Secara tradisional, literasi dipandang sebagai kemampuan membaca dan menulis. Orang yang dapat dikatakan literat dalam pandangan ini adalah orang yang mampu membaca dan menulis atau bebas buta huruf. Pengertian literasi selanjutnya berkembang menjadi kemampuan membaca, menulis, berbicara, dan menyimak. Sejalan dengan perjalan waktu, definisi literasi telah bergeser dari pengertian yang sempit menuju pengertian yang lebih luas mencakup berbagai bidang penting lainnya.

Pada masa perkembangan awal, literasi didefinisikan sebagai kemampuan untuk menggunakan bahasa dan gambar dalam bentuk yang kaya dan beragam untuk membaca, menulis, mendengarkan, berbicara, melihat, menyajikan, dan berpikir kritis tentang ide-ide. Literasi merupakan proses yang kompleks yang melibatkan pembangunan pengetahuan sebelumnya, budaya, dan pengalaman untuk mengembangkan pengetahuan sebelumnya, budaya, dan pengalaman untuk mengembangkan pengetahuan baru dan pemahaman yang lebih dalam. Literasi berfungsi untuk menghubungkan individu dan masyarakat, serta merupakan alat penting bagi individu untuk tumbuh dan berpartisipasi aktif dalam masyarakat yang demokratis.

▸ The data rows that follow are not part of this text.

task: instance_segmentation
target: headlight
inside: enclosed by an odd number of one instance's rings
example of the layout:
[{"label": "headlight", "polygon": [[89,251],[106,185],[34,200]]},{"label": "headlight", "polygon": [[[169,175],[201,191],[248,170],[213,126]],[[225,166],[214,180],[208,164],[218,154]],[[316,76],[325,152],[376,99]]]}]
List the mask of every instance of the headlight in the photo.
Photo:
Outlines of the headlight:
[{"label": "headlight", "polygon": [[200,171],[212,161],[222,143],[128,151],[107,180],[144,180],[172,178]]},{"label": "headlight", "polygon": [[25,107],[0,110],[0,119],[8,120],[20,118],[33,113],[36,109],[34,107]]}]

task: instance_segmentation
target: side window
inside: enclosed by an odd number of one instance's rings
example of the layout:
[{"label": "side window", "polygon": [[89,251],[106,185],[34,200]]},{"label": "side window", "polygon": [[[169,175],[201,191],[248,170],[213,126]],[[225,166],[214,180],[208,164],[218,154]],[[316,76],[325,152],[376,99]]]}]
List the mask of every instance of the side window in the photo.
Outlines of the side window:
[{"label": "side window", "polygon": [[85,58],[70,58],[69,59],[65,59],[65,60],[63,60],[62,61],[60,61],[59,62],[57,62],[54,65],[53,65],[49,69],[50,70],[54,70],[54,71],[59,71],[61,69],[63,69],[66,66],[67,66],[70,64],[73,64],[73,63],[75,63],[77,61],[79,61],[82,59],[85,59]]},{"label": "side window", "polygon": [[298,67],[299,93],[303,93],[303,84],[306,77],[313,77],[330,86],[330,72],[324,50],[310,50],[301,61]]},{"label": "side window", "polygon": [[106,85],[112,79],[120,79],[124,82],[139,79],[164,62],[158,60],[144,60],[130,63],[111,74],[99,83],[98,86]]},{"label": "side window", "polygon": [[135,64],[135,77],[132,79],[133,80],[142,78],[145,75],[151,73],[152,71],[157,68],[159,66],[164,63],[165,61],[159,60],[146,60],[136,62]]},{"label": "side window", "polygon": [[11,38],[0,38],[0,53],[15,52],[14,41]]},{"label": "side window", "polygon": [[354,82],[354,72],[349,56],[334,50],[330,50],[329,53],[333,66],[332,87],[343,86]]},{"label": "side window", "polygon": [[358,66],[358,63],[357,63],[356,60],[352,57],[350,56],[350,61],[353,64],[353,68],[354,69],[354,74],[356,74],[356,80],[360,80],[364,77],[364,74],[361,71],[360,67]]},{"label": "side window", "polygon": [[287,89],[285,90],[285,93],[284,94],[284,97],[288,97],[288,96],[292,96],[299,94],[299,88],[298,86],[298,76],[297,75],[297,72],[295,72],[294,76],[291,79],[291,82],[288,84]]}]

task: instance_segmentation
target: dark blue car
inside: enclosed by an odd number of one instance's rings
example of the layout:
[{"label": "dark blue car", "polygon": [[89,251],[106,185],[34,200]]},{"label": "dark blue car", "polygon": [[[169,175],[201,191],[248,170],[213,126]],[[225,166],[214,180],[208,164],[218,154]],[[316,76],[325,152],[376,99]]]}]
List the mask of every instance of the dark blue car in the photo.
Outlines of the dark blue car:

Perkembangan kedua konsepsi literasi dicirikan oleh sejumlah pandangan yang menyatakan bahwa literasi berkaitan erat dengan situasi dan praktik sosial. Pandangan ini mendefinisikan literasi sebagai praktik sosial dan budaya timbang dipandang sebagai keyakinan budaya dan habitualnya. Pandangan ini lahir berdasarkan sudut pandang para ahli yang menafsirkan dan menghubungkan literasi dengan konteks dunia. Perubahan ini memainkan peran penting dalam proses pengembangan kemampuan literasi siswa dan pendekatan yang digunakan siswa untuk mempelajari berbagai bidang akademik.
Dalam generasi ketiga, pengertian literasi diperluas oleh semakin berkembang pesatnya teknologi informasi dan multimedia. Literasi dalam konteks ini telah diperluas ke dalam beberapa jenis elemen literasi, seperti visual, auditori, dan spasial daripada kata-kata yang tertulis ( The New London Group, 2005). Mills (2010) menyatakan bahwa kita telah mengalami pergeseran sejarah budaya teks cetak yang lebih luas, menuju satu titik di mana modus visual lebih menonjol atas bantuan teknologi baru. Terhadap hal ini, Bosmon (2012) memberikan sebuah contoh yakni bahwa Ensiklopedia Britannica yang telah dikenal dalam bentuk cetakan selama 244 tahun, kini telah berubah menjadi sebuah versi Online berbantuan komponen multimedia. Padahal di sisi lain, membaca dan menulis di internet dan melalui multimedia modalitas (hypertext) membutuhkan cara yang berbeda ketika berinteraksi dengan teks.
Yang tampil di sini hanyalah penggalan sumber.